SEATTLE — A 70-year-old hiker who died of hypothermia in rugged terrain in Mount Rainier National Park over the weekend was experienced, prepared and knew the mountain well after having written dozens of stories about treks through the area.
She did not have other injuries and her death was an accident, the Pierce County medical examiner's office said Monday. Karen Sykes had heart disease, according to an autopsy, but her daughter and others said she was healthy and fit and often hiked twice a week.
While not certain about the circumstances around her death, those who knew Sykes said earlier that they believed her death was something that could happen to anyone no matter how experienced.

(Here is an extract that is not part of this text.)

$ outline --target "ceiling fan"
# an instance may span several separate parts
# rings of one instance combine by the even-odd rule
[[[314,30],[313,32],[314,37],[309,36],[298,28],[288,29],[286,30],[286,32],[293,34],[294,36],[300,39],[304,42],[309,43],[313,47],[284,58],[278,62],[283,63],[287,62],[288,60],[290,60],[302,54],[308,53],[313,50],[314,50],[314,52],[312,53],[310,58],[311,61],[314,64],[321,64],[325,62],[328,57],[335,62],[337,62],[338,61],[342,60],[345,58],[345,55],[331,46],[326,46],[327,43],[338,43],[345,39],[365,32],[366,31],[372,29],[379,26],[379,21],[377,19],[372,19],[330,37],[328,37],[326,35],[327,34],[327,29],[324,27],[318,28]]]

"The mountains are big. There's a lot going on. She was extremely experienced but experience has nothing to do with any of it," said Kim Brown, who has hiked with Sykes.
"She was very careful, very cautious," Brown said of Sykes, who was prominent in the Northwest hiking community for her trail reviews and photographs and her book on hiking western Washington. "It's just something that happens out in the mountains. Everybody who goes in the mountains knows this can happen. It doesn't mean that you shouldn't go out, you need to be aware of it."
Sykes was reported missing late Wednesday when she failed to meet up with her boyfriend as planned during a day hike on the east side of the mountain.
Park officials suspended three-day search efforts on Saturday when they discovered Sykes.
Kindra Ramos, with the nonprofit Washington Trails Association, said she won't guess what happened to Sykes but said hiking comes with inherent risks.
"As they go outdoors, the best thing you could do is to have your 10 essentials, be comfortable with your surroundings, and go as far as you're comfortable," Ramos said.
She recommended proper trip planning and preparation, including reading trip reports and knowing weather conditions.
"Karen knew these things and I'm sure did them. She really had her bases covered, and unfortunately accidents happen sometimes," Ramos said. She added that Sykes would want people to know that there are some risks but "she wouldn't want to scare people from hiking."
Mary Kay Nelson, executive director of Visit Rainier, an organization that promotes tourism at the mountain, said Sykes was researching a story that she likely would have submitted to the website.
She said Sykes had written about more than 100 hikes in the Rainier area, and "was always eager to find new places to go, hidden hikes that weren't well-traveled."
Nelson said Sykes' disappearance was particularly shocking because she was so experienced.
"It tells us that no matter how prepared we are, accidents happens and things can happen. We need to take outdoor recreation seriously. There's a certain amount of risk every day we get up, whatever we do," she said.
Since 2000, 18 hikers have died in Mount Rainier National Park, including from falls, drowning and heart attacks, according to park statistics.
Annette Shirey, 52, who lives in Tucson, Arizona, said her mother had a personal connection to the mountain and wanted to share that love with others.
"The mountains were always a place that gave her strength and (were) always uplifting for her," she said. "It helped restore her spirit and her strength."